Meno astuto di quanto vorrebbe credere, Eresia scivola verso l'orrore attraverso i numeri, favorendo effetti shock, colpi di scena dubbi e macchinazioni improbabili…
Fin dall’inizio, l’idea di affidare all’illustre Hugh Grant il ruolo di uno psicopatico ossessionato dal rapporto che gli esseri umani hanno con la spiritualità e le sue molteplici dottrine contraddittorie era già un ottimo argomento di vendita.
Eresia (Versione francese diEretico) si apre con una discussione ancora più significativa sulla pornografia e la sessualità tra le sorelle Barnes e Paxton (rispettivamente Sophie Thatcher e Chloe East), due missionarie della chiesa mormone.
I cineasti Scott Beck e Bryan Woods posizionano quindi abilmente la loro coppia tra insegnamenti e leggi appartenenti al passato e un presente libero da tutti i tabù.
Quindi le due giovani donne bussano alla porta del signor Reed (Grant), che le invita nella sua umile dimora con tutta l'ospitalità del mondo, ma non per scoprire come la religione potrebbe potenzialmente salvare la sua anima, ma piuttosto per sfidare le loro convinzioni. .
Dopo un po', i due si rendono conto con che tipo di individuo hanno a che fare e che non potranno lasciare la casa di quest'ultimo così facilmente come avrebbero potuto pensare, anche se il conduttore continua ad affermare il contrario.

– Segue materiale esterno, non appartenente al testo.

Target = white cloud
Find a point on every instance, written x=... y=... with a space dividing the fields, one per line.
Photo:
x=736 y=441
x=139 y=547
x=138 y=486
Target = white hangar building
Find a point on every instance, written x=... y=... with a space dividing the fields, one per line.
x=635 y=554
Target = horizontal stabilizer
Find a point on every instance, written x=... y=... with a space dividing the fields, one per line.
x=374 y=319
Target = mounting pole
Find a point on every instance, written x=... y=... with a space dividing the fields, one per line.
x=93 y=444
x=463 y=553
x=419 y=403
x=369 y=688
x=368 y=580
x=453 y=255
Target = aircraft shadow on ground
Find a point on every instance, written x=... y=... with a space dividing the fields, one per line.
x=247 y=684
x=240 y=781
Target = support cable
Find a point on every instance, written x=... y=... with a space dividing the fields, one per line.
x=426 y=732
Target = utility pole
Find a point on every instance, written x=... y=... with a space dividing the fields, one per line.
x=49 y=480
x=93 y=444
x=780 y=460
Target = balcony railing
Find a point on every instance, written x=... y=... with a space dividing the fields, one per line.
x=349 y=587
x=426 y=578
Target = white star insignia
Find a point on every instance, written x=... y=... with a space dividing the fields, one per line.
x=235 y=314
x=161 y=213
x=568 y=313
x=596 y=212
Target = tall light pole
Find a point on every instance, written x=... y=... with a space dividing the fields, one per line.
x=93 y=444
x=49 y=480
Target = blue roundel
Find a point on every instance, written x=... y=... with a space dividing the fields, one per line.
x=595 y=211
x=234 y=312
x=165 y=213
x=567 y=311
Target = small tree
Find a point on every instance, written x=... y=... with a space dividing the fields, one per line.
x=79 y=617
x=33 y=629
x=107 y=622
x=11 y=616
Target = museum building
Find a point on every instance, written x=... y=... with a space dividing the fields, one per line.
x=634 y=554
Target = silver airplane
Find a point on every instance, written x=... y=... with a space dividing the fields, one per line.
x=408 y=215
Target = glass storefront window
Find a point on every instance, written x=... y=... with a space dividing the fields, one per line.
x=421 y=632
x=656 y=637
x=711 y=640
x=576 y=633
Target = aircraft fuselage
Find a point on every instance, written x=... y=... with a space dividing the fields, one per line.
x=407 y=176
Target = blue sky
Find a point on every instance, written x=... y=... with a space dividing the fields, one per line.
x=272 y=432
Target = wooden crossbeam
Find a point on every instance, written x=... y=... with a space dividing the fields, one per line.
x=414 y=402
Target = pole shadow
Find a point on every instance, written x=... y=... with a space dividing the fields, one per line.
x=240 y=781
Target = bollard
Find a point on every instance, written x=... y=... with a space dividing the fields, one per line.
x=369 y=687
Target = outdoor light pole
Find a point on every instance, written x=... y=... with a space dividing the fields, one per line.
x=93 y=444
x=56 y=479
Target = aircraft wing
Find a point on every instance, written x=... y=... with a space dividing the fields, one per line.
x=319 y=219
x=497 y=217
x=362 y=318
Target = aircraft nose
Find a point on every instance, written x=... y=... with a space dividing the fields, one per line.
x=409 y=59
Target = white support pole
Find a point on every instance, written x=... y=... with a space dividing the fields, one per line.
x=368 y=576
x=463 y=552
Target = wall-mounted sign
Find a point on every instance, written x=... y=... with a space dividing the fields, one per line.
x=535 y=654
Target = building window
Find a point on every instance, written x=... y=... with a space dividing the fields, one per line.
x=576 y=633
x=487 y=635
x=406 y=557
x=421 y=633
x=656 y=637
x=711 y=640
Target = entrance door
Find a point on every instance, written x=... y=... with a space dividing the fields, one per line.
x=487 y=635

La prima ora diEresia è eccellente sotto ogni aspetto, guidato da tutti i soggetti coinvolti, sia davanti che dietro la telecamera. Il fatto che i due registi riescano a creare tanta tensione e disagio attorno ad una discussione da salotto tanto verbosa quanto pungente sulla fede è già un miracolo.
Mentre Hugh Grant si rivela particolarmente efficace nei panni di quest'uomo tanto gentile quanto cortese (ma comunque intimidatorio), le luci soffuse, le inquadrature incongrue e i movimenti di macchina appena sconcertanti ci fanno percepire perfettamente il disagio del due ospiti.
Ancora una volta, l’idea di offendere si rivela più potente della paura stessa.
Tutto ciò ci porta a un momento fatidico in cui il proprietario del locale fa una bella presentazione confrontando le principali religioni con diverse versioni del gioco Monopoly e la stessa melodia interpretata da diversi artisti nel corso del tempo. Allora il caro signor Reed dà alle due donne l'opportunità di ribadire o rinnegare la loro fede scegliendo una porta che potrebbe – o meno – condurle all'uscita.
È purtroppo da questo momento che i due cineasti al timone sfuggono completamente, rivelandosi incapaci di portare il loro discorso su questioni così delicate a una conclusione soddisfacente, o anche solo minimamente penetrante e articolata.
Sembrando in un primo momento in grado di imporsi come un'altra bella sorpresa nel cinema horror in questo anno particolarmente propizio per questo settore, Eresia scende in campo senza preavviso durante un atto finale fin troppo meccanico.
Meno astuto di quanto vorrebbe credere, Eresia scivola verso l'orrore attraverso i numeri, favorendo effetti shock, colpi di scena dubbi e macchinazioni improbabili, essi stessi alla disperata ricerca di una via d'uscita per uno scenario che ruota attorno all'illusione della scelta.
Peccato, perché la messa in scena non perde nulla della sua intensità e della sua propensione a giocare con le aspettative e la percezione dello spettatore. A questo proposito, Hugh Grant si è visibilmente divertito molto in questo ruolo controproducente, così come i suoi due compagni di gioco, altrettanto efficaci.
Alla fine, Eresia stupisce tanto quanto delude, lasciando sul tavolo troppo materiale sostanziale a favore di effetti sorprendenti il cui unico scopo sembra essere quello di deviare la conversazione.